Hydration is crucial for a function and a ligand recognition of a protein. The hydration shell constructed on an antifreeze protein (AFP) contains many organized waters, through which AFP is thought to bind to specific ice crystal planes. For a Ca2+-dependent species of AFP, however, it has not been clarified how 1 mol of Ca2+-binding is related with the hydration and the ice-binding ability.

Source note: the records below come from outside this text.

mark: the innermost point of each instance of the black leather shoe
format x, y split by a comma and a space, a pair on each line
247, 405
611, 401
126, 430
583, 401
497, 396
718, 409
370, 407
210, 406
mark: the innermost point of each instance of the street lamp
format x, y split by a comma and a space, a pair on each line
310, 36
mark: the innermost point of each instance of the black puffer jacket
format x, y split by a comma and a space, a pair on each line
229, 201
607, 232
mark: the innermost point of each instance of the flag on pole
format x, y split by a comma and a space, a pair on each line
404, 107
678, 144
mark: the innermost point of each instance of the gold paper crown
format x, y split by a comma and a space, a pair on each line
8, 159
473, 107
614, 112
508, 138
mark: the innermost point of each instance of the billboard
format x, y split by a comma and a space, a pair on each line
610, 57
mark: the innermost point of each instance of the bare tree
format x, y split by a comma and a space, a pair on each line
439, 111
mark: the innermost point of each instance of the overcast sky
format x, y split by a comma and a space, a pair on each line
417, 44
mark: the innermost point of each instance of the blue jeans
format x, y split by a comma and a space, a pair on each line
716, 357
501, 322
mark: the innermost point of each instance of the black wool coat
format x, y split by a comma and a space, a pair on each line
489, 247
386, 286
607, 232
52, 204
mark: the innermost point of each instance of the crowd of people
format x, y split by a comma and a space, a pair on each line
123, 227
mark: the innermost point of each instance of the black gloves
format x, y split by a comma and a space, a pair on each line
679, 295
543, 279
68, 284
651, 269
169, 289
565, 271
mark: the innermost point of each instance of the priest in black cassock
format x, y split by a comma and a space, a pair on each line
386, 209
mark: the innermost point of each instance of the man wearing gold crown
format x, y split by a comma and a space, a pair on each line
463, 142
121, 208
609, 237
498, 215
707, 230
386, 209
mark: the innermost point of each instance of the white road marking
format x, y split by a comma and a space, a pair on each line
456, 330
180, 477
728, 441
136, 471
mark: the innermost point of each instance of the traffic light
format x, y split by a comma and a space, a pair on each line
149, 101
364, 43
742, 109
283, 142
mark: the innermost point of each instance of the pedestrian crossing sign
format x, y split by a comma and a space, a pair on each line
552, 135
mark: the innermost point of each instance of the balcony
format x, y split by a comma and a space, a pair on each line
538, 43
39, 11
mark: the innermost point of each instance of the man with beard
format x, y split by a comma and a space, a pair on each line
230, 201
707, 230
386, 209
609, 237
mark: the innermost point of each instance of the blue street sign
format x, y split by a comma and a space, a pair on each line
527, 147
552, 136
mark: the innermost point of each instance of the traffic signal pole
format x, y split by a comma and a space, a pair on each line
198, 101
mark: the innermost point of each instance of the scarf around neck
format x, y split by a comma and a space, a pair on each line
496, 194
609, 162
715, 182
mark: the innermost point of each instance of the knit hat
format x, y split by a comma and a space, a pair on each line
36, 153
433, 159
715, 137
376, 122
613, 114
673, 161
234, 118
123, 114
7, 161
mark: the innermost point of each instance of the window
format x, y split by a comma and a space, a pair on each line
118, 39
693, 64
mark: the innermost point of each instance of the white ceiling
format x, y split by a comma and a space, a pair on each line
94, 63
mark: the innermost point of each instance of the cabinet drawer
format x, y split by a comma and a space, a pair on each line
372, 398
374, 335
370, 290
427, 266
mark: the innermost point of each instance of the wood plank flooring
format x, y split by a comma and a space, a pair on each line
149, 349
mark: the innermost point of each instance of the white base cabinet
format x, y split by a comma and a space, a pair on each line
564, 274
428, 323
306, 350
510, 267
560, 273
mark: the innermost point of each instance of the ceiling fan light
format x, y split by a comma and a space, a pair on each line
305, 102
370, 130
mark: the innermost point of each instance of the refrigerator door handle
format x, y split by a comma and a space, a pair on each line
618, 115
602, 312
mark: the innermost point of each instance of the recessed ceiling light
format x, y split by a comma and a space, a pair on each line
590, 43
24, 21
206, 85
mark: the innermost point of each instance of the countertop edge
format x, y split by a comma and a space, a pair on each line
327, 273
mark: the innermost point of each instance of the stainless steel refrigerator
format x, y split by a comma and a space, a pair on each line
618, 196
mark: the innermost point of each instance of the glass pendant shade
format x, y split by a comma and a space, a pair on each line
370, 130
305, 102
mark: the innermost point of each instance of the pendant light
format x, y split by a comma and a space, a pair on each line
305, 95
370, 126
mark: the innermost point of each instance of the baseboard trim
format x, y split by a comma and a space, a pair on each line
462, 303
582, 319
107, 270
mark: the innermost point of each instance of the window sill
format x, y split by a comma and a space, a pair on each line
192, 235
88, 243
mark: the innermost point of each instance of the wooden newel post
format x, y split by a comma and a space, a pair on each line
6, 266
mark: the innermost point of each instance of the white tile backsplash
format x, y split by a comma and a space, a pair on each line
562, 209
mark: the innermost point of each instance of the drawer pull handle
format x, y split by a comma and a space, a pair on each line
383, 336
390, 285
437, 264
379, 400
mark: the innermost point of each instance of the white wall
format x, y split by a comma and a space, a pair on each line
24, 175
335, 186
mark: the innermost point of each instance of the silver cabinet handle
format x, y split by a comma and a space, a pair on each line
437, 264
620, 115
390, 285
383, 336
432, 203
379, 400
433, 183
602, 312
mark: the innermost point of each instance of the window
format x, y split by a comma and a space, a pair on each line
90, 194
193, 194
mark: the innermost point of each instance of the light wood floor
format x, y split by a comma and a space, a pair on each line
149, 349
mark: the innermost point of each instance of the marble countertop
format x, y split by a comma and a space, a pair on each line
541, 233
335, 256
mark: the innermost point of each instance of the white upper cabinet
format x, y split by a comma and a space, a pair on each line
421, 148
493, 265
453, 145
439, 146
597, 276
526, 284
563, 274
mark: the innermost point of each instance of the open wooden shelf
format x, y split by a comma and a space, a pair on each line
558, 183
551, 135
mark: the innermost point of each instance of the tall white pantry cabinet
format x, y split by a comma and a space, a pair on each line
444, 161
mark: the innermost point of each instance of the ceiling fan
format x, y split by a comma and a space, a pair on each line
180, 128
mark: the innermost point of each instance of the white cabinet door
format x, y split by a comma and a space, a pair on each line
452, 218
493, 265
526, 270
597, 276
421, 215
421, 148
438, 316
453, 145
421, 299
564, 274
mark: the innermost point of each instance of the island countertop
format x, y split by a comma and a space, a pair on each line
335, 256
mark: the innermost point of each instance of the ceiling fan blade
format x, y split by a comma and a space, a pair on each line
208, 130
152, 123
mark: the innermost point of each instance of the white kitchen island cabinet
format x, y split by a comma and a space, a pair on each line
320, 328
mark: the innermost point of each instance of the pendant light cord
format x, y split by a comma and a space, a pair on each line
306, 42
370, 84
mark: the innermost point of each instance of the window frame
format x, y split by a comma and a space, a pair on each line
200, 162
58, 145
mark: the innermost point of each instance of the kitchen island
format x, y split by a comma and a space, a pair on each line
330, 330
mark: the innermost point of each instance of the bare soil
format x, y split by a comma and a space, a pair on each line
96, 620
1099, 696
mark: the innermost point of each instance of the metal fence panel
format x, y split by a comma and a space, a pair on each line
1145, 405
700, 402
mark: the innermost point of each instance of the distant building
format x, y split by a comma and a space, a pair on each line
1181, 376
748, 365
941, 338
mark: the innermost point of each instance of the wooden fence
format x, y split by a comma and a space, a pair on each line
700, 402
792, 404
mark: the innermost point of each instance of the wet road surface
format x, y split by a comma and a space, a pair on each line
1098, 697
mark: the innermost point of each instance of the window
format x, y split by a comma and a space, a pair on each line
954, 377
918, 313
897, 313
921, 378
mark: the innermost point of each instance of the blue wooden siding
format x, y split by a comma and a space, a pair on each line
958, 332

Here we determined the X-ray crystal structure of a Ca2+-dependent AFP (jsAFP) from Japanese smelt, Hypomesus nipponensis, in both Ca2+-bound and -free states. Their overall structures were closely similar (Root mean square deviation (RMSD) of Cα = 0.31 Å), while they exhibited a significant difference around their Ca2+-binding site. Firstly, the side-chains of four of the five Ca2+-binding residues (Q92, D94 E99, D113, and D114) were oriented to be suitable for ice binding only in the Ca2+-bound state. Second, a Ca2+-binding loop consisting of a segment D94–E99 becomes less flexible by the Ca2+-binding. Third, the Ca2+-binding induces a generation of ice-like clathrate waters around the Ca2+-binding site, which show a perfect position-match to the waters constructing the first prism plane of a single ice crystal. These results suggest that generation of ice-like clathrate waters induced by Ca2+-binding enables the ice-binding of this protein.